Gün öyle bir gün ki, mahşer gibi değil; mahşerin ta kendisi.
It will be a day not like the Day of Resurrection, but the Day of Resurrection itself.
Her insanın mutlaka göreceği, yaşayacağı bir gün.
A day that every human being will surely see and experience.
O gün ile aramızda sadece ölüm var...
Only death separates us from that day...
Anlatan Hazreti Peygamber;
As the Prophet Muhammad (peace be upon him) narrated;
Allah mahşer günü öncekileri ve sonrakileri tek bir düzlükte toplar.
On the Day of Resurrection, Allah will gather the first and the last on a single plain.
Bakan onlara bakar, çağıran onları işitir.
The one who looks will see them, and the one who calls will be heard by them.
Güneş onlara yaklaşır.
The sun will approach them.
Gam ve sıkıntı insanların tahammül edemeyecekleri dereceye ulaşır...
Grief and distress will reach a level that people cannot bear...
Öyle ki insanlar: "İçinde bulunduğumuz şu hali görmüyor musunuz?
So much so that people will say, "Do you not see the state we are in?
Bizlere şefaat edecek birini bilmiyor musunuz?" demeye başlarlar.
Do you not know of anyone who can intercede for us?"
Birbirlerine: "Babamız Adem var" derler ve O′na gelirler.
They will say to each other, "There is our father Adam," and they will come to him.
"Ey Adem!
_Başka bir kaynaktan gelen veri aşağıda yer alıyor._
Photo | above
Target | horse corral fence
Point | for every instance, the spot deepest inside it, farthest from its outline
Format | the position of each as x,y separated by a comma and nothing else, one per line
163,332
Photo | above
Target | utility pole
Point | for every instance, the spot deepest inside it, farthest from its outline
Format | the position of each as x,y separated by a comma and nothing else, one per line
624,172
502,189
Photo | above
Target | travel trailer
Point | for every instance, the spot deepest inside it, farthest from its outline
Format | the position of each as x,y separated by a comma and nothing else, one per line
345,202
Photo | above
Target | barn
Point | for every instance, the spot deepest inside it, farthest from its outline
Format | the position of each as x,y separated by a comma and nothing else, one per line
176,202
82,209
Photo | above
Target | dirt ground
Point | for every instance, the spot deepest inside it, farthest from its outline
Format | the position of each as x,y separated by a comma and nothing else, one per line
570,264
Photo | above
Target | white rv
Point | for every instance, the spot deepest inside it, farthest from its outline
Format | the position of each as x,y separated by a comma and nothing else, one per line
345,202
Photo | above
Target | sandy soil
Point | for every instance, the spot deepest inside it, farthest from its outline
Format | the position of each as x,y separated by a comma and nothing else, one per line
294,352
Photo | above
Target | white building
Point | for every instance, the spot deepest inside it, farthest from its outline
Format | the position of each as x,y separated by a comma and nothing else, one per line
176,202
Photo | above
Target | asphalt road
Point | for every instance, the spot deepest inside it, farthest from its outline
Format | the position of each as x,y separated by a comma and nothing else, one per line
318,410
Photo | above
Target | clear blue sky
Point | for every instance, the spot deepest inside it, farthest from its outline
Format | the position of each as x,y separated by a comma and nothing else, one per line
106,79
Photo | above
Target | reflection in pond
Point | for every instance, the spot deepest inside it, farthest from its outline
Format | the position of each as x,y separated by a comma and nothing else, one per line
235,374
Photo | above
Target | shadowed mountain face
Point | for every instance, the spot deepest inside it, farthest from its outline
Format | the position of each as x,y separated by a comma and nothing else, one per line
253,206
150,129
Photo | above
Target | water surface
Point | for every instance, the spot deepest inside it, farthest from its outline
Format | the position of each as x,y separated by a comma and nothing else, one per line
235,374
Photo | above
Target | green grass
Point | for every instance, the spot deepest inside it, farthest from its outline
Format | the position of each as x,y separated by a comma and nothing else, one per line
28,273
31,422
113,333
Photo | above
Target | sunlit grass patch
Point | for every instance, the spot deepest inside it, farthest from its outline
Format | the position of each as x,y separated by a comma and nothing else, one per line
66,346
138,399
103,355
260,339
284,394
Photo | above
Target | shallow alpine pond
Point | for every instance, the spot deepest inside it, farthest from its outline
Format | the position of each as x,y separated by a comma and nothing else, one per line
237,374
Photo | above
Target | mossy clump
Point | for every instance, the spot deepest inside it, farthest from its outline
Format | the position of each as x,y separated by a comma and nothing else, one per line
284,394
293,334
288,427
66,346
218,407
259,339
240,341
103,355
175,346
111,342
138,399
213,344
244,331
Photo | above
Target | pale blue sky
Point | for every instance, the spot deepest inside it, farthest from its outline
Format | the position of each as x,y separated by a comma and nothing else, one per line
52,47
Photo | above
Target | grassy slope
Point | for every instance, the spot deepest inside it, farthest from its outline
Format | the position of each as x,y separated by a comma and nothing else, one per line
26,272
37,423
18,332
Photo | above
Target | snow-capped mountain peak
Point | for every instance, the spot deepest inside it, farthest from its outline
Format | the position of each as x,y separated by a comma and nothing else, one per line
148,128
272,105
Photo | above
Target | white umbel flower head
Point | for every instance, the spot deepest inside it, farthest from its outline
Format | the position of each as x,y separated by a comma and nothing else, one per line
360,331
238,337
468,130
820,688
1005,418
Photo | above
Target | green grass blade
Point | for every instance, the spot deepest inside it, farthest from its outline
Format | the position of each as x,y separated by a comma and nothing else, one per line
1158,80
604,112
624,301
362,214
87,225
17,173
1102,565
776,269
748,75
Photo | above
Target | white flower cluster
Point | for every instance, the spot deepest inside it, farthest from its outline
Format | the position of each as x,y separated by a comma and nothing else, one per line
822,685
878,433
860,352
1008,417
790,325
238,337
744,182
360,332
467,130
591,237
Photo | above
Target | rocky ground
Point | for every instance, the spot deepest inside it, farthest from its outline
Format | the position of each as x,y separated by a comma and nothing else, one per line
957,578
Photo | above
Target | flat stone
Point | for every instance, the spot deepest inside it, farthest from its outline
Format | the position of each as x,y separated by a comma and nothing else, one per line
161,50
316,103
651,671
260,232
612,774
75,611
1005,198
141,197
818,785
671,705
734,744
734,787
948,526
Sen insanların babasısın. Allah seni kendi eliyle yarattı.
"O Adam! You are the father of mankind. Allah created you with His own hands.
Kendi ruhundan sana üfledi. Bütün isimleri sana öğretti.
He breathed into you from His spirit. He taught you all the names.
Meleklerine senin önünde secde ettirdi.
He made the angels prostrate before you.
Rabbin nezdinde bizim için şefaatte bulunmaz mısın?" derler.
Will you not intercede for us with your Lord?" they will say.
Adem Aleyhisselam: "Bugün Rabbim öyle bir gazaba gelmiş ki;
Adam (peace be upon him) will say: "Today, my Lord is in such a rage;
Bundan önce ne bir böyle gazaba gelmişliği var ne de bundan sonra gelecek.
He has never been in such a rage before, nor will He ever be again.
Aslında şefaate benim yüzüm yok.
I have no face to intercede.
Çünkü cennette iken Allah beni o ağaca yaklaşmaktan men etmişti. Ben bu yasağa asi oldum.
For when I was in Paradise, Allah forbade me to approach that tree, but I disobeyed this prohibition.
Nefsim... Nefsim... Nefsim...
Myself... Myself... Myself...
Benden başkasına gidin. Nuh Aleyhisselam'a gidin." diyecek.
Go to someone else. Go to Noah (peace be upon him)."
İnsanlar Nuh Aleyhisselam′a gelecekler.
The people will come to Noah (peace be upon him).
"Ey Nuh! Sen yeryüzü ahalisine gönderilen Resullerin ilkisin.
"O Noah! You are the first of the Messengers sent to the inhabitants of the earth.
Allah seni çok şükreden bir kul; Abden şekûrâ diye isimlendirdi.
Allah called you a grateful servant; 'Abden shakûra'.
İçinde bulunduğumuz şu hali görmüyor musun?
Do you not see the state we are in?
Rabbin nezdinde bizim için şefaatte bulunmaz mısın?" diyecekler.
Will you not intercede for us with your Lord?" they will say.
Nuh Aleyhisselam da şöyle diyecek:
Noah (peace be upon him) will also say:
"Bugün Rabbim öyle bir gazaba gelmiş ki;
"Today, my Lord is in such a rage;
Bundan önce ne bir böyle gazaba gelmişliği var ne de bundan sonra gelecek.
He has never been in such a rage before, nor will He ever be again.
Benim bir dua hakkım vardı. Ben onu kavminin aleyhine, beddua olarak yaptım.
I had one right to pray, and I used it against my people as a curse.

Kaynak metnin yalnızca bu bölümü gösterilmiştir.